EU residents can technically download it via app stores, but there is no EU-specific targeting.

Question: Is GDPR likely to apply just because EU users download the app?

Think: Is there an EU establishment? Clear targeting of EU users? Monitoring of behaviour in the EU?

Scenario B:

The same Canadian app adds German and French language versions, offers prices in EUR, and runs online ads targeted at users in Germany and France.

Question: How does this change the analysis?

Scenario C:

A US analytics company with no EU office tracks visitors on EU news sites via cookies, building profiles for targeted ads.

Question: Does GDPR apply? Under which criterion?
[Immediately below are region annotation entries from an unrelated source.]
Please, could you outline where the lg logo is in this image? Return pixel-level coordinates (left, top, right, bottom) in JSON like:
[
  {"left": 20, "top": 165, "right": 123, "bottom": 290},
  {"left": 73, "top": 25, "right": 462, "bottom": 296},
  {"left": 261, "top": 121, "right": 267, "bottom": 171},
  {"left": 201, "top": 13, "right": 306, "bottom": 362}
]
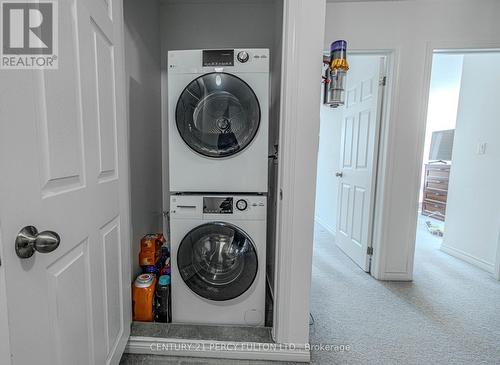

Reflect and write down your reasoning in 2–3 bullet points for each scenario before checking against model answers in class or notes.

Step 9 – Quick Check: Roles and Data Types

Test your understanding with two focused questions.

A hospital outsources MRI image storage to a specialized cloud provider. The hospital decides which patients are scanned, why scans are taken, and how long to keep them. The cloud provider stores encrypted images and may not use them for any other purpose. Which statement is most accurate under GDPR?

The hospital is the controller; the cloud provider is the processor.
Both the hospital and the cloud provider are joint controllers.
The hospital is a processor; the cloud provider is the controller.
Neither party is a controller because medical data is special category data.

Show Answer

Answer: A) The hospital is the controller; the cloud provider is the processor.

The hospital decides the purposes (diagnosis, treatment) and essential means, so it is the controller. The cloud provider processes data on behalf of the hospital following instructions, so it is a processor. Special category status does not remove the need for a controller.

Step 10 – Quick Check: Territorial and Material Scope

One more question on scope.

A Spanish student keeps a private paper notebook of friends' birthdays and phone numbers, not organised in any structured index, and never shares it. Does GDPR apply?

Yes, because it is personal data and on EU territory.
No, because it is a purely personal or household activity.
Yes, because any personal data about EU residents is covered.
No, because paper records are always excluded.